At the corner of Grand Concourse and 161st street, directly across from the Bronx County Courthouse, stands a seven-acre patch of green known as Joyce Kilmer Park. Originally called Concourse Plaza, in 1926 the park was renamed for Alfred Joyce Kilmer, an American poet who lived in New York City and was killed in action in France during World War I.
The highest point in the park is the setting of the Lorelei Fountain, which is dedicated to the memory of German poet Heinrich Heine and one of his most famous works, Die Lorelei. The poem tells the story of the Lorelai, a legendary siren with a magical voice who lures sailors to their deaths on the Rhine. At the foot of the white marble fountain is a large plaque which says:
The Heinrich Heine Fountain (also called the Lorelei Fountain) honors the German poet and writer (1797-1856) whose poem “Die Lorelei” immortalized the siren of romantic legend. The marble sculptural group depicts Lorelei seated on a rock in the Rhine River among mermaids, dolphins and seashells. The bas relief around the pedestal include a profile of Heine as a result of a campaign by many German writers and scholars.

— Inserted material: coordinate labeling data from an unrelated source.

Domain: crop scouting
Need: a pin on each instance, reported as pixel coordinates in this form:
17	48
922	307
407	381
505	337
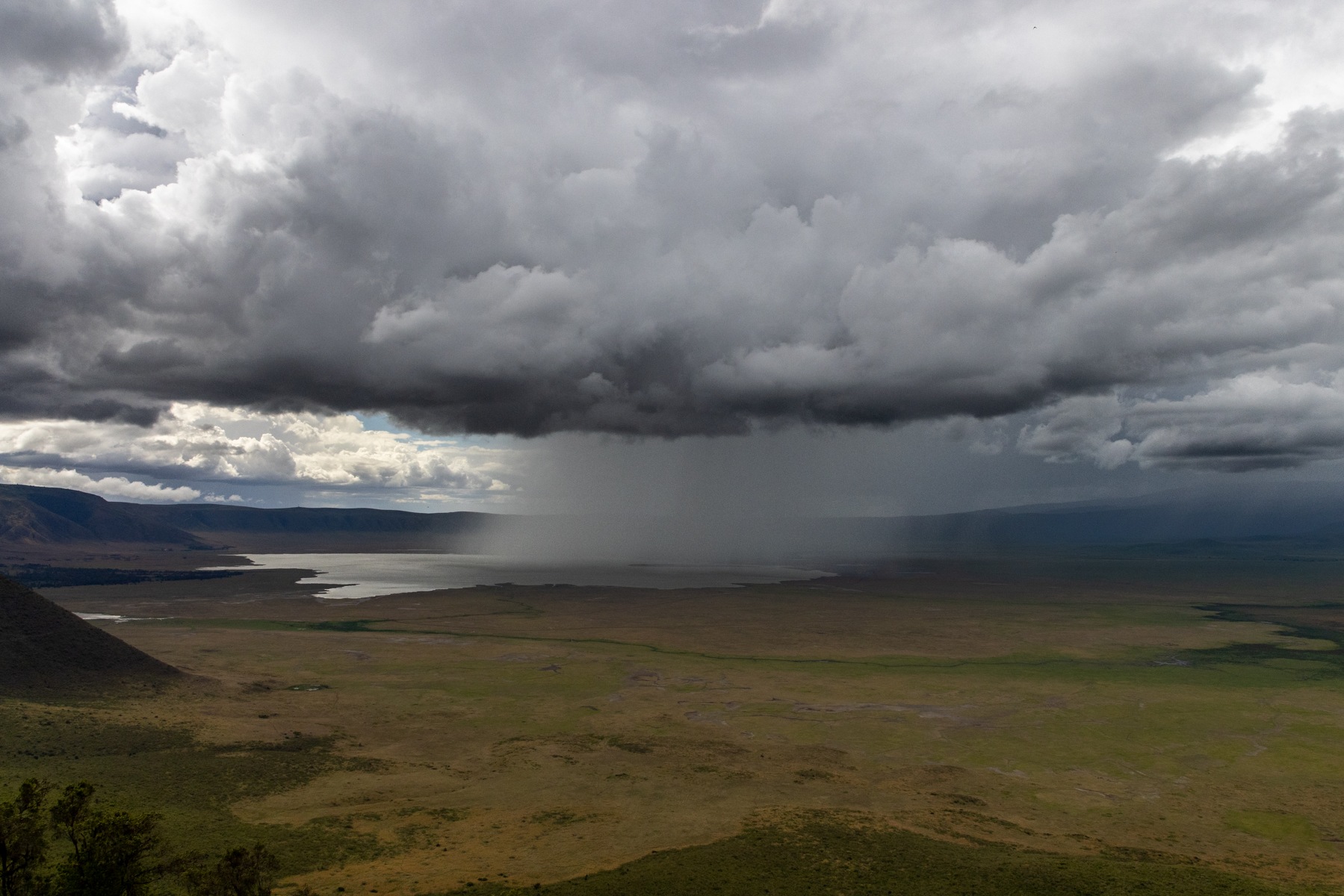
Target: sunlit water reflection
368	575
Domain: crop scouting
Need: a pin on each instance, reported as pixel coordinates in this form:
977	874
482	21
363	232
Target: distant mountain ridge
34	514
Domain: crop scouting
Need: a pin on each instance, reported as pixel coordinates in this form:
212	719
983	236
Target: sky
702	257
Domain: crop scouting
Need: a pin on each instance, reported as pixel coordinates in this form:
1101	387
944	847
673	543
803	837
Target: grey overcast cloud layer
1115	225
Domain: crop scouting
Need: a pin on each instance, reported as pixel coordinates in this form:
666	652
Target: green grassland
1101	724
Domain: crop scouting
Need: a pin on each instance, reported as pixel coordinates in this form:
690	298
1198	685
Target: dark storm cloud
691	220
60	37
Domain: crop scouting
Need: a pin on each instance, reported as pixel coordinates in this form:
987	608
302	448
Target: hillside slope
46	648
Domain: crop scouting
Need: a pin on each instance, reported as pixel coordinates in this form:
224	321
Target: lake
368	575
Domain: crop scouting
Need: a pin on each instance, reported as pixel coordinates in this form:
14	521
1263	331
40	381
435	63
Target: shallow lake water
368	575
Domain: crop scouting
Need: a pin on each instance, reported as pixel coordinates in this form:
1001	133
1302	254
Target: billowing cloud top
688	218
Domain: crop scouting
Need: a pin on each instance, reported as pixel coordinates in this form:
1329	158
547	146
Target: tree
112	853
23	841
241	872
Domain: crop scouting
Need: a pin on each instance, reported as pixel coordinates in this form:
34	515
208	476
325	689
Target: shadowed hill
207	517
34	514
46	648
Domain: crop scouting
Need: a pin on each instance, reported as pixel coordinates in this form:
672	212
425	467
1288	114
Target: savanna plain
1074	723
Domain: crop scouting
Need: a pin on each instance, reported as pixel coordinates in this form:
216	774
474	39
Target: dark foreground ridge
45	648
829	853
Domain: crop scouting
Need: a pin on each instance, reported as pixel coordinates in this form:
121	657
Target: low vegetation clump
77	848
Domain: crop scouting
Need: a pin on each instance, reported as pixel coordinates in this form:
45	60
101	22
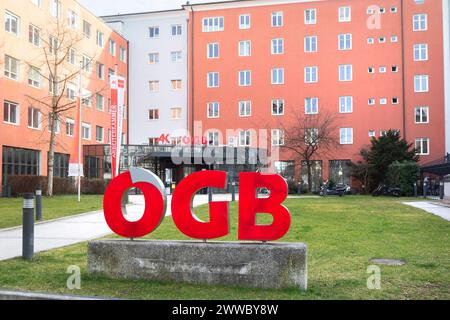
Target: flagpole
79	135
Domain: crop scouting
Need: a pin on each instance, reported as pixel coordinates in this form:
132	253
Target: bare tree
311	136
59	64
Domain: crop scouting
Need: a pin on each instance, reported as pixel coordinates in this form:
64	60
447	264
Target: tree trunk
51	154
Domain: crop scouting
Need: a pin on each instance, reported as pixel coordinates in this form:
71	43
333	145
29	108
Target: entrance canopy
439	167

The sculptor Ernst Herter (1846 – 1917) was commissioned with the financial assistance of Empress Elizabeth of Austria, to design the fountain in 1888 for the writer’s home city of Düsseldorf, which declined the monument on aesthetic as well as political grounds. The fountain was purchased by a committee of German-Americans in 1893 and dedicated in what was then known as Grand Concourse Plaza on July 8, 1899. It was moved to the park’s north end in 1940. In 1999 this monument was restored, relocated to its original location and placed in a newly landscaped setting in Joyce Kilmer Park.